3 Responses to Conflicted… Part II

  1. Welcome back. Having recently finished reading Hirsi Ali’s Infidel, a thought comes to mind. Theoretically, the principles of liberty would dictate we allow these women to choose to wear a burka. BUT. I sure wonder how many of them are really wearing it by choice. I mean, the Muslim culture is such that women risk being “honor killed” for becoming too westerized. A lot probably think they are willing wearers of the garment, but these women are so conditioned, yes brainwashed, into submission from cradle to grave.

    You’ll have lots of interesting things to share about this trip, I bet.

  2. WTF says:

    The responses to “Can a good Muslim be A good Canadian?” are completely ignorant. I can go over them with you one by one.
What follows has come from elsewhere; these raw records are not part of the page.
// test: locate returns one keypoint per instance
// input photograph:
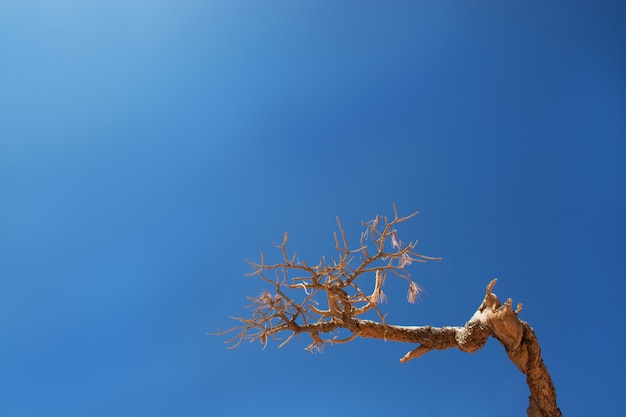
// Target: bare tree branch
(320, 300)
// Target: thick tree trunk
(491, 319)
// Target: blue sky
(148, 148)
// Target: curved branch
(292, 308)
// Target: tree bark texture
(491, 319)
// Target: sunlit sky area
(147, 148)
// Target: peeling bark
(300, 290)
(491, 319)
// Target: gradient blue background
(148, 147)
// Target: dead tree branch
(329, 297)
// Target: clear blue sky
(148, 147)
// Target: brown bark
(491, 319)
(299, 290)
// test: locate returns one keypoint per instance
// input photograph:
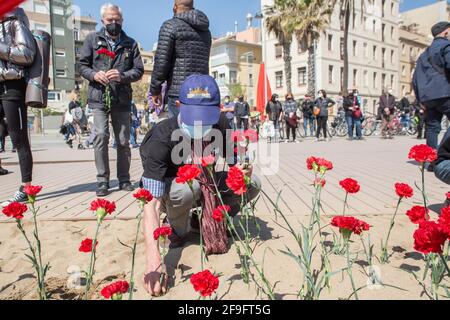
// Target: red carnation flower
(236, 181)
(208, 161)
(350, 185)
(15, 210)
(429, 238)
(187, 174)
(143, 195)
(115, 290)
(423, 153)
(219, 212)
(205, 283)
(162, 232)
(32, 191)
(106, 52)
(86, 245)
(418, 214)
(349, 225)
(403, 190)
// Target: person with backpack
(17, 53)
(353, 115)
(321, 111)
(308, 115)
(431, 82)
(274, 111)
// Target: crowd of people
(180, 80)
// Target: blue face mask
(196, 132)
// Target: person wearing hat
(166, 148)
(431, 82)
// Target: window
(301, 76)
(61, 73)
(330, 74)
(58, 11)
(233, 77)
(40, 8)
(279, 79)
(278, 51)
(59, 31)
(355, 77)
(60, 52)
(54, 96)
For example, intellectually: “Because he cannot accept the American Constitution since it is based on Biblical principles.” Most of Muslim/Arabic countries constitutions are secular ones. Spiritually – no. One of Allah names is the merciful, which I believe is better than love.

    His answers apply on extremists which we all know exist in all religions, and that person is a good example of a non-Muslim extremist. It happened that in this age there were few Muslim extremists and many ignorants that pained all Muslims as terrorists. But it is up to us, educated and smart people, to counter such ideas. Or else, unfairness and prejudice towards mainstream, liberal Muslims will only push them to the widely open arms of the radicals.

  3. Old Iron says:

    The only real issue that I have with the burqua is that (and yes, this is a personal opinion) it is perceived as a physical representation of a lack of societal integration and a way of not only concealing one’s form from the masses but one’s intentions as well. It is a large, bulky garment, and when I see one the reactionary thought that comes to mind is “what is actually going on under there?” The garment is also NOT mentioned in the Koran, but is worn to fulfill the “dress modestly” requirement, and in modern society the term “modest” has about a brazillion different forms that it could take other than a type of clothing that most in the Western world associate with the more extreme interpretations of Islam.

    -Basically saying, there is a more accepted and easier way to be a good Muslim than wearing a garment that makes it look like you are gating yourself off from the world.